10:42 am on Jan 30, 2014 (gmt 0)

10+ Year Member



Hello,

I'm running a network of international, multilingual sub-domains:

- www.example.com - Targeting users from all around the world
- uk.example.com - Targeting English speaking users from the United Kingdom
- de.example.com - Targeting German speaking users
- it.example.com - Targeting Italian speaking users


To improve user experience, the homepages (and homepages only) are now redirecting the users according to their Geo-location (based on IP).

All other pages of all 4 sites are not redirecting the users.
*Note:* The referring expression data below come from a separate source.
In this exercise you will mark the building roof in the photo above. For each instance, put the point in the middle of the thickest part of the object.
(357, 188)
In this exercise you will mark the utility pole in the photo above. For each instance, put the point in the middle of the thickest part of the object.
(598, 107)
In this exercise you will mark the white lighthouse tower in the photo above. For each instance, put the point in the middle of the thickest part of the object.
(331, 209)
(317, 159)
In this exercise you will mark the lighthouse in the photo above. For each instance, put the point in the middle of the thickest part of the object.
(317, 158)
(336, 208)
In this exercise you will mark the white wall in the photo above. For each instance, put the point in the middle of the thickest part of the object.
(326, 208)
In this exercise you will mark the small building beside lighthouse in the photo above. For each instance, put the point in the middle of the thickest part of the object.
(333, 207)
Now i'm wondering what should I do in term of Google hreflang/x-default localization tags:

[support.google.com...]

My questions are:

1. In this specific case, do I need to define an x-default?
2. If so, should www.example.com be defined as x-default?
3. If the internal pages aren't redirecting, but they're broadly similar in content, should they still contain hreflang and x-default?
4. Can www.example.com be defined in the homepage as x-default, but as hreflang="en" in the internal pages?

aakk9999

2:57 am on Jan 31, 2014 (gmt 0)

WebmasterWorld Senior Member 10+ Year Member Top Contributors Of The Month



First an observation: Considering the list of your sample domains, the only home page redirect may make sense is www.example.com and uk.example.com redirect as they both serve the same language (English).

I think it is very annoying for visitors to click on the German SERPs result just to be taken to English home page just because they happen to be in UK (or vice versa). Also, the search query result may not exist in the content of the page served in the other language.
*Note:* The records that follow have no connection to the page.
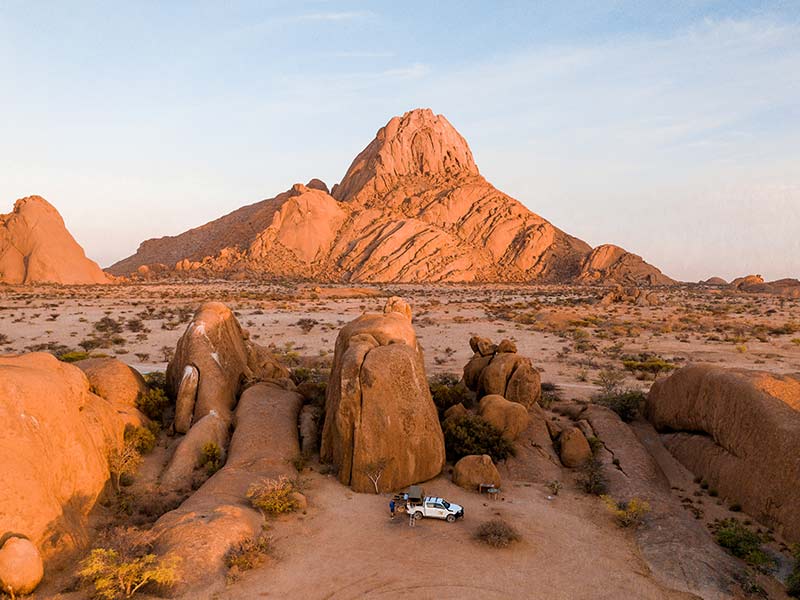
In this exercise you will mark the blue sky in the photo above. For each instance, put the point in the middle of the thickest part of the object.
(672, 129)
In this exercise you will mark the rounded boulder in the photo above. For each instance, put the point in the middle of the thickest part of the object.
(21, 567)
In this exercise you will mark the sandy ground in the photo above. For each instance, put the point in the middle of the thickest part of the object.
(346, 547)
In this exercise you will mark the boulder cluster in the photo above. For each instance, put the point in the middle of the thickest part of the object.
(740, 431)
(498, 369)
(379, 414)
(630, 295)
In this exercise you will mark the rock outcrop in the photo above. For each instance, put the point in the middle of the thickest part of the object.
(55, 439)
(378, 404)
(212, 360)
(740, 431)
(218, 515)
(35, 247)
(472, 471)
(118, 383)
(21, 567)
(412, 207)
(500, 370)
(609, 263)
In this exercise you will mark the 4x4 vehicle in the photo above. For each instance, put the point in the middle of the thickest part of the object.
(417, 504)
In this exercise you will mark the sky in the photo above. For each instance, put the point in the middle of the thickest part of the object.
(669, 128)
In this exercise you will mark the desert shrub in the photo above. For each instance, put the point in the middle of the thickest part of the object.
(447, 391)
(211, 457)
(123, 564)
(647, 363)
(742, 542)
(625, 404)
(610, 381)
(273, 496)
(592, 479)
(470, 434)
(143, 439)
(153, 403)
(496, 533)
(793, 581)
(247, 554)
(123, 462)
(550, 393)
(554, 486)
(627, 514)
A question for you: What are you doing to Googlebot (US IP) when it lands on German page? Are you also redirecting it?

With regards to your questions:

1 & 2. Google says:

Introducing "x-default hreflang" for international landing pages
April 10, 2013
http://googlewebmastercentral.blogspot.com/2013/04/x-default-hreflang-for-international-pages.html [googlewebmastercentral.blogspot.com]
The new x-default hreflang attribute value signals to our algorithms that this page doesn’t target any specific language or locale and is the default page when no other page is better suited.

According to this, you can set up x-default on www.example.com, although in your case I do not think it is necessary. You may want to study WMT Search Queries and check your impressions and clicks broken down to various countries you do not have a translation for and then decide whether the right page was shown in SERPs and whether it would be better that www.example.com was shown instead.
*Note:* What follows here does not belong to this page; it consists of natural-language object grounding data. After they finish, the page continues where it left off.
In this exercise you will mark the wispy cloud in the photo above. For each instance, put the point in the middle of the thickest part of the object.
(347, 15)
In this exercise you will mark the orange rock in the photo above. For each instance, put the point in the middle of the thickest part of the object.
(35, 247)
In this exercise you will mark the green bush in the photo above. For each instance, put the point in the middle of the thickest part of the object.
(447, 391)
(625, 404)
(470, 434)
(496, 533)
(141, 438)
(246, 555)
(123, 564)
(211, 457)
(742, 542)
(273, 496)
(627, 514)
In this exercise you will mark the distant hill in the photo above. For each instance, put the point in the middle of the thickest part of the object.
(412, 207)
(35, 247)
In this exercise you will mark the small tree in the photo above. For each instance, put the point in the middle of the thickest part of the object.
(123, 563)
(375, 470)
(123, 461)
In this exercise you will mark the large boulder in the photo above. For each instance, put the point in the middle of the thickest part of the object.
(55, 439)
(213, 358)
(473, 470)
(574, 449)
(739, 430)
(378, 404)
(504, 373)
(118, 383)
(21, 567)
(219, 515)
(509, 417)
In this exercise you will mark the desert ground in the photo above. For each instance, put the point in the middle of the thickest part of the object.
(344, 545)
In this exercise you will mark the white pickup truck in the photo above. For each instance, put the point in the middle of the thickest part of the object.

3. hreflang that specifies a particular language (or a combination of language/region) is very useful in aiding Google to get your language right! So yes and it is advisable as sometimes Google can get language wrong which affects not only your CTR but also your SERPs positioning and hreflang helps in this not happening.

By the way, if page content is similar, but it is in a different language, then this is not the same content in Google's eyes, and for your English sites example.com and uk.example.com, the hreflang should will take care of similarity.

4. Yes you can, as the attribute belongs to a page, not to the domain.